小学生の学習パートナーは72歳、シニアチューター制度

少子高齢化と聞いて、あなたは何をイメージするだろうか。
(中略)
「高齢者」と「子どもの教育」のかけ算で、少子高齢化に伴う問題を払拭しようとする試みが米国で成果を上げている。米国の非営利団体「オアシス・インスティテュート(The Oasis Institute)」は、高齢者にボランティアのチューターになってもらい、学校などで週に30〜45分程度、子どもたちに「世代間個人指導」を行なっている。シニアチューターの平均年齢は72歳で、対象となる生徒は、幼稚園児から中学3年生まで。学力面や情緒面などで学校の担任教師が「気になる子」と判断した子どもたちだ。
(IDEAS FOR GOOD 2月22日)

日本でも保育園や学童保育で子ども達の指導にあたるシニアがいる。ただ、日本では各施設が個別にシニアを募集する例が多い。それに対して、米国では非営利団体が組織的にシニアの募集と派遣を行ってきた。どちらのやり方にも一長一短があるが、一定の規模を持った組織で運営した方が、シニアの動員と質の確保には有利な面もある。日本は、学力面では学習塾や予備校などが組織的なサービスを提供しているものの、情緒面のサポートでは個々の指導者の個人技に頼るところが大きい。

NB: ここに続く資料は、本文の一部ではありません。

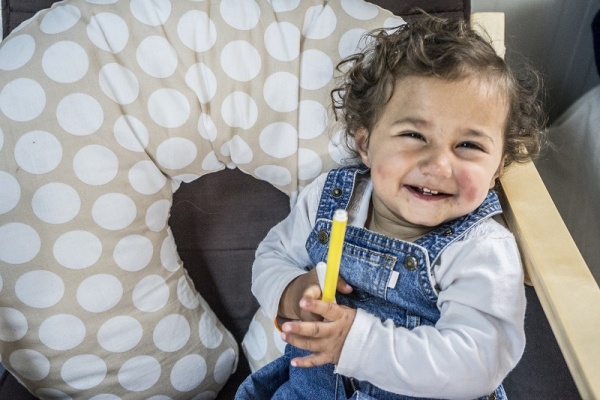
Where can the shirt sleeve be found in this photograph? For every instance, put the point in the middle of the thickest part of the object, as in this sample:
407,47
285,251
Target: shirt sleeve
282,255
478,339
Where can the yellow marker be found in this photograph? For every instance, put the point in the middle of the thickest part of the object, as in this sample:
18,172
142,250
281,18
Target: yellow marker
334,255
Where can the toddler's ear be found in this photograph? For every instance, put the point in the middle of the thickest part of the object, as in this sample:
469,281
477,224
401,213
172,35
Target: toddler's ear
498,173
361,141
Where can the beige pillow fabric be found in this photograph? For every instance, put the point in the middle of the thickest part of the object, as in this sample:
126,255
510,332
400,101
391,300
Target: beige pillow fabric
106,106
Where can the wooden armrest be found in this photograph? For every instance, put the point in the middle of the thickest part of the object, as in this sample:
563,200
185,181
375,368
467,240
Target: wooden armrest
567,290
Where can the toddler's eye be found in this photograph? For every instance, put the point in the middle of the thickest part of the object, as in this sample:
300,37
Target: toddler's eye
414,135
470,145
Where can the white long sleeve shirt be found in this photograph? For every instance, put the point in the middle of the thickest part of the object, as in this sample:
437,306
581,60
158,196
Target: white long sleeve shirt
478,339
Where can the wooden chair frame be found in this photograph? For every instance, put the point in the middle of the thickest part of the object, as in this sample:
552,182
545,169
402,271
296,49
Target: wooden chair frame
567,290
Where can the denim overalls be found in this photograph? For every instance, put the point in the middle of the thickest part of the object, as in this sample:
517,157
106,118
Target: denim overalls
371,262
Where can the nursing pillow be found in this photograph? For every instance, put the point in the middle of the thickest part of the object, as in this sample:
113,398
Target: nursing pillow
106,106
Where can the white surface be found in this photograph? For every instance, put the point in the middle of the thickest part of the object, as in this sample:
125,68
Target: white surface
555,36
571,171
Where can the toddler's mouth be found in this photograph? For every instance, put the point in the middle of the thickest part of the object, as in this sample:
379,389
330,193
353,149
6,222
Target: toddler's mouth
426,191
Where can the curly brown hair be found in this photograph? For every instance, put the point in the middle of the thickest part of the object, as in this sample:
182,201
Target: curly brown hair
443,48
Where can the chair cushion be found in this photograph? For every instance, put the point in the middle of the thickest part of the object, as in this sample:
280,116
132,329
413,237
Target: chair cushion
106,108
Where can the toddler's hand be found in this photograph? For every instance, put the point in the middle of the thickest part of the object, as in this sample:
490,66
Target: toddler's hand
324,339
306,286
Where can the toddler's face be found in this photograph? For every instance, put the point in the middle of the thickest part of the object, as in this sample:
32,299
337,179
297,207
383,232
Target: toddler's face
436,150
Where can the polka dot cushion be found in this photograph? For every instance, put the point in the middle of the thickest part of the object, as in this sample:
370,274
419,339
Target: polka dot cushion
106,106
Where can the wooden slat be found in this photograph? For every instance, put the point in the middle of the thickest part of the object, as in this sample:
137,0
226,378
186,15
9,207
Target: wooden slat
567,290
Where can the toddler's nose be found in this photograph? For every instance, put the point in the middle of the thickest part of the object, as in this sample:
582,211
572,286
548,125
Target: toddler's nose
437,163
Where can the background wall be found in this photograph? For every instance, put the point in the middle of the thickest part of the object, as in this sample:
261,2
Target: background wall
555,36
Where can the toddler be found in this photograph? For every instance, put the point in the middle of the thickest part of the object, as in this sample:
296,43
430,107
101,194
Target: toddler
430,300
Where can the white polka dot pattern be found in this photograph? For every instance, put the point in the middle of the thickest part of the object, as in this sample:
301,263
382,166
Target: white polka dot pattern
105,107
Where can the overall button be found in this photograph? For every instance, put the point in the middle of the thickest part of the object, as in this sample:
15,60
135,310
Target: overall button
323,236
410,263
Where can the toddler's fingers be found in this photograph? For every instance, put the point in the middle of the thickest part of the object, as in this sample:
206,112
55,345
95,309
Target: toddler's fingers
329,311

子ども達への情緒面の個人指導には、指導者の人間力が問われる。シニアには人生経験や生きる知恵があるのかもしれない。しかし、それを子ども達の指導に活かすには、子ども達の信頼を得るだけのコミュニケーション能力が必要だ。シニアのそうした能力を効果的に開発するためにも、日本でも子ども達の情緒面に対する組織的なサポートが望まれる。